Along with right-of-ways, Augusta has more than 700 vacant lots it has to take care of and with grass 7-, 8, even 9-feet tall...you can see this is a growing problem.

So, the city is looking for a solution. The plan is to use chemicals, herbicides, to spray more than 2,000 acres of city rights-of-way and lots.

The spray wouldn't be designed to wipe out all the plants, but to slow the growth. "The goal is to keep the good grass - the Bahia- and Bermuda - and get rid of the other stuff, the unsightly stuff, the stuff that grows up quick but is hard on mowers and equipment...give you a good line of sight at intersections," said Johnson.

But, getting the program started with chemicals and a sprayer, and labor costs, would run more than $470,000.

"The main questions is where are we going to find the funding to support [the plan]. That's going to be something we have to come up with," says Commissioner Wayne Guilfoyle, who chairs the Finance Committee.
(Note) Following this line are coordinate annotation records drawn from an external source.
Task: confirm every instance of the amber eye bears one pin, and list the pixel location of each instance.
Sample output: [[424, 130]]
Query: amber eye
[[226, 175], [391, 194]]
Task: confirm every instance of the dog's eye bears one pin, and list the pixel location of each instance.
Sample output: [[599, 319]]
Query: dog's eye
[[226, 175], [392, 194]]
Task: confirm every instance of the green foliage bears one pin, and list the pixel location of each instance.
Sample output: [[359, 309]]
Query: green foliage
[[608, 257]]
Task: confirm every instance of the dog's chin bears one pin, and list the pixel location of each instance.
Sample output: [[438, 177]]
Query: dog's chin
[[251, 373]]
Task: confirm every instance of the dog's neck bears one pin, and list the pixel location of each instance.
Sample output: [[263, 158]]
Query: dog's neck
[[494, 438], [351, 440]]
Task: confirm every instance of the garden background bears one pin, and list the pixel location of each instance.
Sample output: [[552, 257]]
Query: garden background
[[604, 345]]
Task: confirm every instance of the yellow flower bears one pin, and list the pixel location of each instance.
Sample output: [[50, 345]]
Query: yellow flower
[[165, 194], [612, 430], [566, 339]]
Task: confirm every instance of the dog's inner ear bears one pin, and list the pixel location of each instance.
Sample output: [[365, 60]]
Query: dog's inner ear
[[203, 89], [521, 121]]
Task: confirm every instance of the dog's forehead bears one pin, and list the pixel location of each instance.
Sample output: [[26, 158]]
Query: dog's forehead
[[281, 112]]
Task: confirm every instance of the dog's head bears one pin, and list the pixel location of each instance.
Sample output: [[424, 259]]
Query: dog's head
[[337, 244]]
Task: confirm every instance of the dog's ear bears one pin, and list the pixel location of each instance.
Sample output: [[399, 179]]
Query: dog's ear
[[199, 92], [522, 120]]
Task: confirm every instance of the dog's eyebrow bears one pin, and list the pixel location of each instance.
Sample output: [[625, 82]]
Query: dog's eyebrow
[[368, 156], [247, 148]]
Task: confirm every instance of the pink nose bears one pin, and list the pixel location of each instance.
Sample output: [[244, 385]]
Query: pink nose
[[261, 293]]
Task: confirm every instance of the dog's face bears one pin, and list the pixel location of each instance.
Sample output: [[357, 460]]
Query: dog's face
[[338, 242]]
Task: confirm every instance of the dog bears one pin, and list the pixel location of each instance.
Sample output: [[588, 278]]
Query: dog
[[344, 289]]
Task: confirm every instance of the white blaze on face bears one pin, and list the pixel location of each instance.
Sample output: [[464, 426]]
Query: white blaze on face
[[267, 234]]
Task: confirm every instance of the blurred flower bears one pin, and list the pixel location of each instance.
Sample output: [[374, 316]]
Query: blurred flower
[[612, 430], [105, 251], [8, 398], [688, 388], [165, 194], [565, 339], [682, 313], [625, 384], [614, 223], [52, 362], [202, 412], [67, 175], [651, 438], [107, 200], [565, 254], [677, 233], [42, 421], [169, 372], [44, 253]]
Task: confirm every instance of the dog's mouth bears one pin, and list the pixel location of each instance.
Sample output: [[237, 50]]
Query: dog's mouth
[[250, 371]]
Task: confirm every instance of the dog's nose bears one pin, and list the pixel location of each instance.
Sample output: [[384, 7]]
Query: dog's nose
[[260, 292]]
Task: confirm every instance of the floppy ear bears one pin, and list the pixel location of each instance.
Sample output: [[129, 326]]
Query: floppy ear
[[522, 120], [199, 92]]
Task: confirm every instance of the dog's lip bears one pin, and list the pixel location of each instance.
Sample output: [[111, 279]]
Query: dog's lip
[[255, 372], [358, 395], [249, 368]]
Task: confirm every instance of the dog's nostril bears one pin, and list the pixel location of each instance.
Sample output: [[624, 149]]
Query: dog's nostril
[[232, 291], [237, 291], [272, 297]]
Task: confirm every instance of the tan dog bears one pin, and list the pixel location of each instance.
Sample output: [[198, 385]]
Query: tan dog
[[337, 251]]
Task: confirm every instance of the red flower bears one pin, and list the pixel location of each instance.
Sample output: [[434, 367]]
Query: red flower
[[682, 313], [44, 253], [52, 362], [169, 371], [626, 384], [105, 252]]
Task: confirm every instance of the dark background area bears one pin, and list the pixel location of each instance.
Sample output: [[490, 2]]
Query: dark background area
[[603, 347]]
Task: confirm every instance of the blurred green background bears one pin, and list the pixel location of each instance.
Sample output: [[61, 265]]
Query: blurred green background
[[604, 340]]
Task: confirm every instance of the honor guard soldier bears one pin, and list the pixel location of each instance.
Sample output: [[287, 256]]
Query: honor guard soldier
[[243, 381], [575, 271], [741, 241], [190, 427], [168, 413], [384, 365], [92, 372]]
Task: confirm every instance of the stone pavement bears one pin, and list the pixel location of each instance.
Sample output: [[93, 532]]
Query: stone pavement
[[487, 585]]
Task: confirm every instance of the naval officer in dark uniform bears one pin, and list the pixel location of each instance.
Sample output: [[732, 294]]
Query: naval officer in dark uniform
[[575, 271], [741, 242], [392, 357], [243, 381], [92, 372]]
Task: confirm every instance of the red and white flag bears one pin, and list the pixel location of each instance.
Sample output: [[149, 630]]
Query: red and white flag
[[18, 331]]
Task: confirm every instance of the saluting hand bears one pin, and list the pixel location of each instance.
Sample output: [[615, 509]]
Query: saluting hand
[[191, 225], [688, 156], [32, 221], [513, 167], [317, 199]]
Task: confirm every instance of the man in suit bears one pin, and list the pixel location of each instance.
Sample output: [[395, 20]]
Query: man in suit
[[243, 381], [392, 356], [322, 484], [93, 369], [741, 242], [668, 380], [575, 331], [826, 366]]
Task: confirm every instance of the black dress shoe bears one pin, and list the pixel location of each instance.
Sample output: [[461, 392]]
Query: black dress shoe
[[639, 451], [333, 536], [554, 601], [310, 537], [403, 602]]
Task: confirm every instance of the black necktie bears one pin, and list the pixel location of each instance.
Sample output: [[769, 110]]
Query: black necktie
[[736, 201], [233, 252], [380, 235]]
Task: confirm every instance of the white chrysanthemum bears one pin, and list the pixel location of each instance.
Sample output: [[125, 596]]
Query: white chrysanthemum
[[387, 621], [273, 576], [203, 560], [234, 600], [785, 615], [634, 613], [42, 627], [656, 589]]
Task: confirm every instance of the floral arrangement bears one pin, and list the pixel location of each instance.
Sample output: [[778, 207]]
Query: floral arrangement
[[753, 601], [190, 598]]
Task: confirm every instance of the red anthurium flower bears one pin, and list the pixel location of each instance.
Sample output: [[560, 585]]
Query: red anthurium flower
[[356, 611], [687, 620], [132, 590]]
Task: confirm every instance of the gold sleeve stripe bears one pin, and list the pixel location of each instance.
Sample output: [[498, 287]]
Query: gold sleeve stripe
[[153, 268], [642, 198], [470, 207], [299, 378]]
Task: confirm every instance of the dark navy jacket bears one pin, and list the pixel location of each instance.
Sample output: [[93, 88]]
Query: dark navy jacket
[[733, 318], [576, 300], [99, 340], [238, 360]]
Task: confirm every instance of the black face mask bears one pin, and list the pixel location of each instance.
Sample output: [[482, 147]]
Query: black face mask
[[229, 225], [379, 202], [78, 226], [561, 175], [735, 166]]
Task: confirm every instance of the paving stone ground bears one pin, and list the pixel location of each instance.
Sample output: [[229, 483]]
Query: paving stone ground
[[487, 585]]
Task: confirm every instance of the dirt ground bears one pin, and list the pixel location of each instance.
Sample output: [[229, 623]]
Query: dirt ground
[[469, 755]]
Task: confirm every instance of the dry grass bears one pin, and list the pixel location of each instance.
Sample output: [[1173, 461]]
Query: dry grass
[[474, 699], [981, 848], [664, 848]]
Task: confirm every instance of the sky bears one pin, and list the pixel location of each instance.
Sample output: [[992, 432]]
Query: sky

But, would the public support using chemicals to cut the grass down to size? "I would be a little bit worried, because what's in it we don't know what's it is" says Terry.

Johnson says there would be "no sterilites" in the chemicals, so there would be no long term affects on plants, grasses, and weeds would still grow only at a slower rate.

The Engineering Services Committee wasn't sold on the proposal, accepting it only as information.